As you enter Arlington, there are 624 acres of gravesites. For the Memorial Day holiday, there were more than 228,000 flags placed by each grave marker.
Run for the Wall rolls in
These will be the gentleman for the wreath ceremony
Changing of the guard.
Wreath from Run For The Wall.
At this time Taps was played.
We then head to the Lincoln Memorial for RFTW picture
There are bikes everywhere.!!!!!!
Next we proceed to the Vietnam Memorial Wall. This is amazing if you have not seen it. The person we carried was James Badley. He is just shy of his 24th birthday. He was lost in N. Vietnam when his plane crashed.
I also have a cousin that is MIA. Crashed at sea in N. Vietnam: Leaonard, Fredrick Vogt
MISSION ACCOMPLISHED!!!!!!!!!!!!!
Glenn: you kept us safe all the way. For you brother.
We have made it and we therefore have our FNG pins places upside down. This is a symbol that healing can now start. Dan turns my niece, Jamie's pin.Here are a few fun facts about our trip
- Temperature ranged 34-94
- We traveled in 15 states + Washington DC
- From CA to DC – 2998 miles. Loveland to DC – 5409
We did not pay for meals on our mission. Every town we stayed in welcomed us, fed us, and prayed for our safety. The support, encouragement, respect that the Americans have for the mission is incredible. There is an unbelievable amount of time hanging banners, kids making bracelet, making pocket patches, hanging flags on the over passes, closing down streets, organizing volunteer for meal, ....... and the list goes on.

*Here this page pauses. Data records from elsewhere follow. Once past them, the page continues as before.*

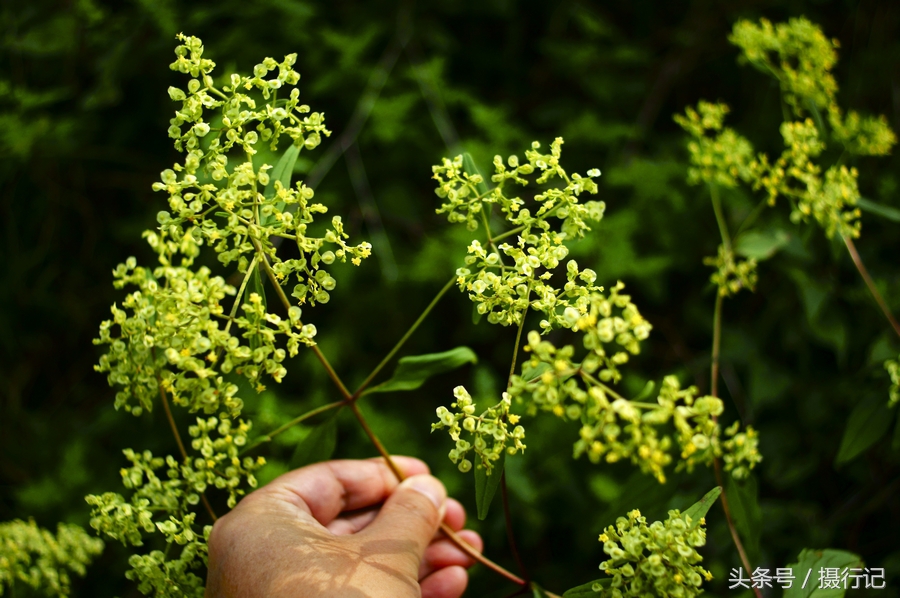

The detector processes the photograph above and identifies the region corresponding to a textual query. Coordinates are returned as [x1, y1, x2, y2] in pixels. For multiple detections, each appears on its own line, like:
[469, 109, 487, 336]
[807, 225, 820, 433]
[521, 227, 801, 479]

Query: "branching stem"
[240, 399, 347, 455]
[843, 236, 900, 336]
[251, 238, 526, 586]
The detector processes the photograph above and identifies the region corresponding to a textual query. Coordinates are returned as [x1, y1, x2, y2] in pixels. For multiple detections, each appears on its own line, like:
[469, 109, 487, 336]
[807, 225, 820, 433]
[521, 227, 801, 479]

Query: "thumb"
[358, 474, 447, 579]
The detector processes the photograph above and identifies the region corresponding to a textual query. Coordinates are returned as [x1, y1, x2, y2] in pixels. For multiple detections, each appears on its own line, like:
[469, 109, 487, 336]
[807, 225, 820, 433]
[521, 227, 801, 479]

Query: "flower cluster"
[86, 434, 265, 596]
[0, 519, 103, 598]
[675, 18, 897, 246]
[595, 510, 712, 598]
[431, 386, 525, 473]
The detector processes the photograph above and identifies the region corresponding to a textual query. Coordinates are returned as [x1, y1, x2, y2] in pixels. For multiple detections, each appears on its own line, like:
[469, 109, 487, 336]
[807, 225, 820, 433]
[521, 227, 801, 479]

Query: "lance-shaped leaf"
[475, 450, 506, 521]
[364, 347, 478, 394]
[682, 486, 722, 526]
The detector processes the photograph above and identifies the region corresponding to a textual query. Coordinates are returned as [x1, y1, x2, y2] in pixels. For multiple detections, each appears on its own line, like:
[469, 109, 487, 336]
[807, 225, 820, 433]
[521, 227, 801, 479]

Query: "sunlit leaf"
[835, 396, 892, 465]
[365, 347, 478, 394]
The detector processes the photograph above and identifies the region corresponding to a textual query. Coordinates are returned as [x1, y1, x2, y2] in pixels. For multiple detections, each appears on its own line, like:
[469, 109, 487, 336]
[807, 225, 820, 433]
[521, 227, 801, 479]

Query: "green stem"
[225, 255, 259, 334]
[709, 289, 725, 397]
[239, 399, 347, 455]
[351, 276, 456, 401]
[506, 304, 531, 390]
[734, 198, 769, 238]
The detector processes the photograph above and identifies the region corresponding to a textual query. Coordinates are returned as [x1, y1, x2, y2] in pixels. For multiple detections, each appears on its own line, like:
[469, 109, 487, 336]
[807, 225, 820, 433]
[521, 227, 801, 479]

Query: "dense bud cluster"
[595, 510, 712, 598]
[884, 357, 900, 407]
[87, 35, 371, 596]
[0, 519, 103, 598]
[431, 386, 525, 473]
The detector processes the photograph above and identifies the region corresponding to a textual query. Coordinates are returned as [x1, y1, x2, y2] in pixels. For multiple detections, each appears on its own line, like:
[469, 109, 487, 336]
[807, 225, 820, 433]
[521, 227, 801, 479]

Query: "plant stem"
[713, 457, 763, 598]
[225, 255, 259, 334]
[251, 237, 526, 585]
[351, 276, 456, 401]
[154, 376, 218, 523]
[709, 289, 725, 397]
[843, 237, 900, 336]
[709, 185, 731, 253]
[239, 399, 347, 455]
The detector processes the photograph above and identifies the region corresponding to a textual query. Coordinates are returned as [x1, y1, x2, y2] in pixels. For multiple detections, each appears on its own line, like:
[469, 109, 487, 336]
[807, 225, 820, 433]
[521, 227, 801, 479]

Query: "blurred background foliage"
[0, 0, 900, 598]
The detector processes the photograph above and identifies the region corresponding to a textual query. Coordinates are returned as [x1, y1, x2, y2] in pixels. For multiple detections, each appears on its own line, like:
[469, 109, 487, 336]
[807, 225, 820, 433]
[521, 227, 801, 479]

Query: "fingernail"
[401, 473, 447, 509]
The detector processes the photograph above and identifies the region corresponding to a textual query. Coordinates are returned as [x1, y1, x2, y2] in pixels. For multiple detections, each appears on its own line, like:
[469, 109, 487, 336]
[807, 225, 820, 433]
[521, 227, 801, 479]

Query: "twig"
[843, 236, 900, 344]
[709, 289, 725, 397]
[352, 276, 456, 401]
[500, 470, 529, 581]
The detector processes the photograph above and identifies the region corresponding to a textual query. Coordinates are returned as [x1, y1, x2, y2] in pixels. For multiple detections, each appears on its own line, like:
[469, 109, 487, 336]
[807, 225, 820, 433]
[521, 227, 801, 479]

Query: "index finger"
[258, 456, 429, 525]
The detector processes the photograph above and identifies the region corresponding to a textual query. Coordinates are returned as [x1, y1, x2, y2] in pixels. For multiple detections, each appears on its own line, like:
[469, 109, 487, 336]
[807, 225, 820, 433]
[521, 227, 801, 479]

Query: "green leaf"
[856, 197, 900, 222]
[783, 548, 863, 598]
[834, 395, 892, 465]
[290, 409, 341, 469]
[734, 229, 791, 260]
[563, 577, 612, 598]
[463, 152, 488, 195]
[364, 347, 478, 394]
[725, 474, 762, 560]
[682, 486, 722, 526]
[262, 143, 300, 226]
[475, 451, 506, 521]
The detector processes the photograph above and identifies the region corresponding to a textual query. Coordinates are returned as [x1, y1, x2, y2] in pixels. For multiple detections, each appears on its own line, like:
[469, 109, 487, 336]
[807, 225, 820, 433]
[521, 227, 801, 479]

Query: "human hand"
[206, 457, 482, 598]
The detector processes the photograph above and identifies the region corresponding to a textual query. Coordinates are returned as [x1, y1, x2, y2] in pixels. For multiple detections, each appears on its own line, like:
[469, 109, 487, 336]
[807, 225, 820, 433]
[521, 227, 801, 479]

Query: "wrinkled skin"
[206, 457, 482, 598]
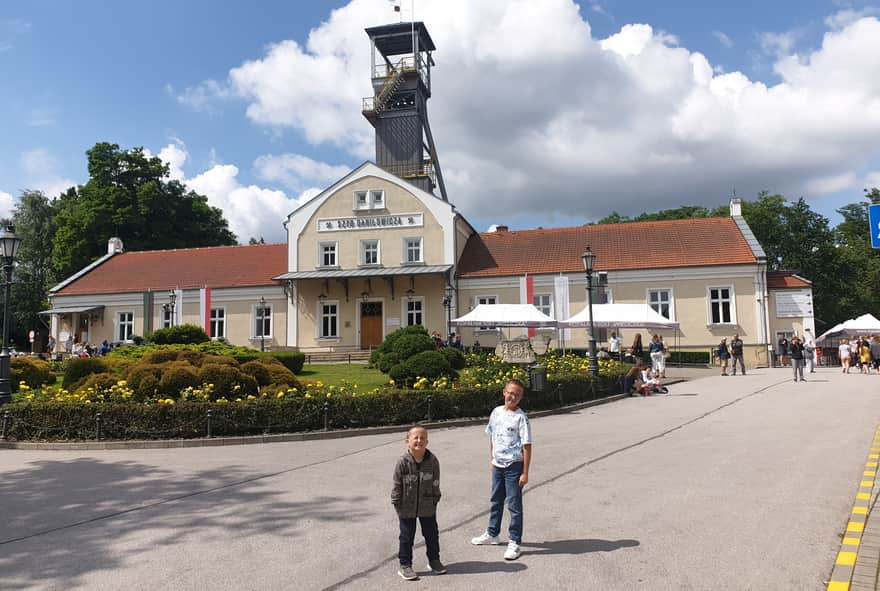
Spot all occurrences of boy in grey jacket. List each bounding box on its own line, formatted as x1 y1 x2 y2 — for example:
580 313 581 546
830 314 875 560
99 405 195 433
391 425 446 581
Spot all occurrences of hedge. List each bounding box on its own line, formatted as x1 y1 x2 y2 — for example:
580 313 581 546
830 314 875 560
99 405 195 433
4 376 618 441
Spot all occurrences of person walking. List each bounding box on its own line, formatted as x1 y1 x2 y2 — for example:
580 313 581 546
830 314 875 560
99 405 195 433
718 337 730 376
471 379 532 560
730 334 746 375
788 336 806 382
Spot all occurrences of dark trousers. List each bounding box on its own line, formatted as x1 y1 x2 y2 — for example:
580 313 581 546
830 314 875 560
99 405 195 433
397 515 440 566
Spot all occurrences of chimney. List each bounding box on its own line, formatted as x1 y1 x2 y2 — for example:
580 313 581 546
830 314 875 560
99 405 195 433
730 197 742 217
107 236 122 254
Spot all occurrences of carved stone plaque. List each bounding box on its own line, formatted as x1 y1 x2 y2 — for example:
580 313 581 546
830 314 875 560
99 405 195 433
495 337 535 363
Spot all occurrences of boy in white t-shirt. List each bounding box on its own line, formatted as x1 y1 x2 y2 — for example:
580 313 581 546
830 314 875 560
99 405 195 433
471 379 532 560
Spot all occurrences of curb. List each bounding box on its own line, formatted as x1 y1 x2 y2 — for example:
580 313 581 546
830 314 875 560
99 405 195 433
0 390 632 451
826 426 880 591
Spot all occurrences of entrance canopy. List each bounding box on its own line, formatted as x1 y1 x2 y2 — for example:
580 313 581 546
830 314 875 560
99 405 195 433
559 304 678 328
816 314 880 341
450 304 556 328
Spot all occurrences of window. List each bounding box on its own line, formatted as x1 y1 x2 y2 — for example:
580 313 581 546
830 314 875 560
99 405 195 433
318 302 339 339
403 238 423 263
361 240 379 265
406 300 425 326
708 287 736 324
210 308 226 339
648 289 673 320
254 304 272 338
532 293 553 318
116 312 134 342
318 242 337 267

100s , 1000s of hours given by so many to make this happen: route coordinator, state coordinators, missing man coordinator, staging team, fuel team, hydration team, road guards, medical personel…..and the riders themselves. The logistics to get that many people across the country, coordinated with all the towns for escorts, gas stops, parking, .... involve so many people.
We have
endured all kinds of weather: rain, snow, hail, fog, cold, and dodged a tornado
but these were short lived. Our service
men and women had these conditions for hours and probably sometimes days in a
fox hole. Our trip was nothing like
theirs.
Seven of us crossed
the country west ( Brian, Dave, Bill, Tim, Aaron, Larry and Jean) to get to CA. We
came back across with a new family of 300+
We continually
asked each other : what time is it? what time zone are we in? what day is
it? But there is one thing we knew the
answer to: what was your mission?
Many of the common phrase you heard every day:
- Freedom is not
free
- All gave some,
some gave all.
- We ride
because they can’t
MISSION
ACCOMPLISHED!!!!
,
I want to thank Ken and Jenny Ward for getting us involved in this worthwhile mission.
I especially want to thank my husband for such an incredible journey.
One more set of prayer please, and that is to get everyone home safely from DC, and continue to pray for all service men and women, past and present.